They say I was born with a caul, a skin netting covering my face like a glove. My mother died birthing me. I would’ve died, too, if Mama Ya-Ya hadn’t sliced the bloody membrane from my face. I let out a wail when she parted the caul, letting in first air, first light.
Every year on my birthday, Mama Ya-Ya tells me the same story. “Lanesha, your eyes were the lightest green. With the tiniest specks of yellow. With them eyes, and that caul, I knew you’d have the sight.” Mama Ya-Ya smacks her lips and laughs. Afterwards, we always have cake. Chocolate. Today, I’m twelve. I’ve eaten three pieces of cake.

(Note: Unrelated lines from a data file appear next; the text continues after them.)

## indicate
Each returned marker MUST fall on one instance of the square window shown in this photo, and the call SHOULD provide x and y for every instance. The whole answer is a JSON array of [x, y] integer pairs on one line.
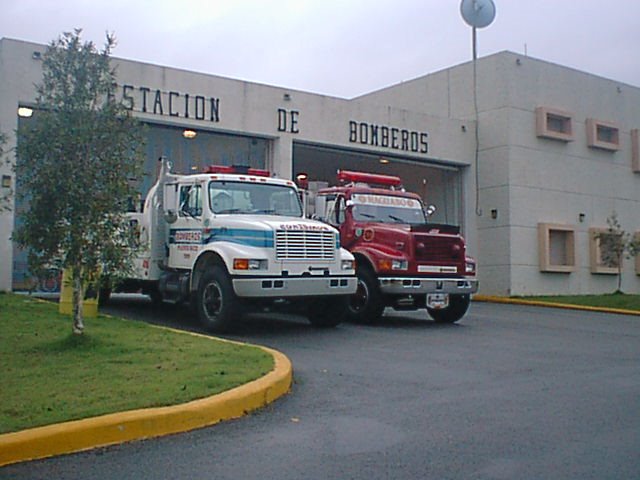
[[554, 124], [603, 135], [556, 245], [600, 261]]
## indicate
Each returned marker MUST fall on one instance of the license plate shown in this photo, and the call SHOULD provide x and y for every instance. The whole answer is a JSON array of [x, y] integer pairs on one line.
[[437, 301]]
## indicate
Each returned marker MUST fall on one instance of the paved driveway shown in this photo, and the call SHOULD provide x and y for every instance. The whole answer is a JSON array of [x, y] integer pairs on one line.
[[511, 392]]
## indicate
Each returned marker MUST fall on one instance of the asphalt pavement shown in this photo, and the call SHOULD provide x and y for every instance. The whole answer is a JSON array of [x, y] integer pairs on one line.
[[511, 392]]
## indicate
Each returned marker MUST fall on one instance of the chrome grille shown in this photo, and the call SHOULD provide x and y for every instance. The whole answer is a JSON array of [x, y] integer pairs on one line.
[[438, 248], [305, 245]]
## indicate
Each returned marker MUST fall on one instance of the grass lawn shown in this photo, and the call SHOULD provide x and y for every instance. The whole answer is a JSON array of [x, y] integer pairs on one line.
[[614, 300], [48, 375]]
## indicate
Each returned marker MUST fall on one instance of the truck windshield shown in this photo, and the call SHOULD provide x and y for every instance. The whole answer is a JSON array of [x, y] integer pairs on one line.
[[227, 197], [387, 209]]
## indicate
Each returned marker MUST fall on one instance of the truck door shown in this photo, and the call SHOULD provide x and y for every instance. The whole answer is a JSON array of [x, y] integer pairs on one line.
[[185, 239]]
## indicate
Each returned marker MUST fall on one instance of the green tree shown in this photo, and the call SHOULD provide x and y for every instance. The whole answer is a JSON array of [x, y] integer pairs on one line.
[[616, 245], [76, 158]]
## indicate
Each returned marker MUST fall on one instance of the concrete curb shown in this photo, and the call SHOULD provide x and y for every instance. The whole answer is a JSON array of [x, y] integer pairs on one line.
[[566, 306], [122, 427]]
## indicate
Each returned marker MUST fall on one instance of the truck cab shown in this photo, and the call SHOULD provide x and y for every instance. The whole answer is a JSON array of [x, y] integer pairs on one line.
[[232, 238], [403, 261]]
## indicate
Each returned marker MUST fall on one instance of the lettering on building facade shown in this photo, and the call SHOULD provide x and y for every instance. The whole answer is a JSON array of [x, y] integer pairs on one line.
[[388, 137], [173, 104], [288, 120]]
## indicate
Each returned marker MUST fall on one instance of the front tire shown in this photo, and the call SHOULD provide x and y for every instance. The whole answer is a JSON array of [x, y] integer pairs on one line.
[[458, 306], [216, 300], [366, 305], [327, 312]]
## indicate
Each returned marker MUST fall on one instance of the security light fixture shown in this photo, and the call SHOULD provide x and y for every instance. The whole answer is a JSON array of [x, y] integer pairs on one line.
[[25, 112]]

Mama Ya-Ya’s eighty-two. Half blind now, she’s still raising me ’cause my relatives won’t. I have a whole family full of uncles, aunts, cousins, nieces, grandmothers, and whatnot. They live in Uptown. Richer than where I live, the Ninth Ward, New Orleans. Less than eight miles apart. It might as well be the moon. Or Timbuktu, wherever that is.
Mama Ya-Ya says my family is scared of me. “Everybody in Louisiana knows there be spirits walking this earth. All kinds of ghosts you can’t see, not unless they want you to. But you, child, you see them. You’ve got the sight. It’s grace to see both worlds,” she says as we wash our birthday dishes, sticky with bits of jambalaya.
“Better you be an orphan, your family thinks. Better crazy Mama Ya-Ya raises you,” she says, sucking air through her false teeth. “Fine. I’m old school. Don’t care nothin’ about folks who dishonor traditions as old as Africa. I’ll be your mother and grandmother both.”
And she is. I love her more than anything in this whole wide world.
I love saying “Mama Ya-Ya.” Her name sounds so bright and happy, just like Mama Ya-Ya is.
And I love how Mama Ya-Ya says my name — “Lanesha.” Soft, with the ah sound going on forever.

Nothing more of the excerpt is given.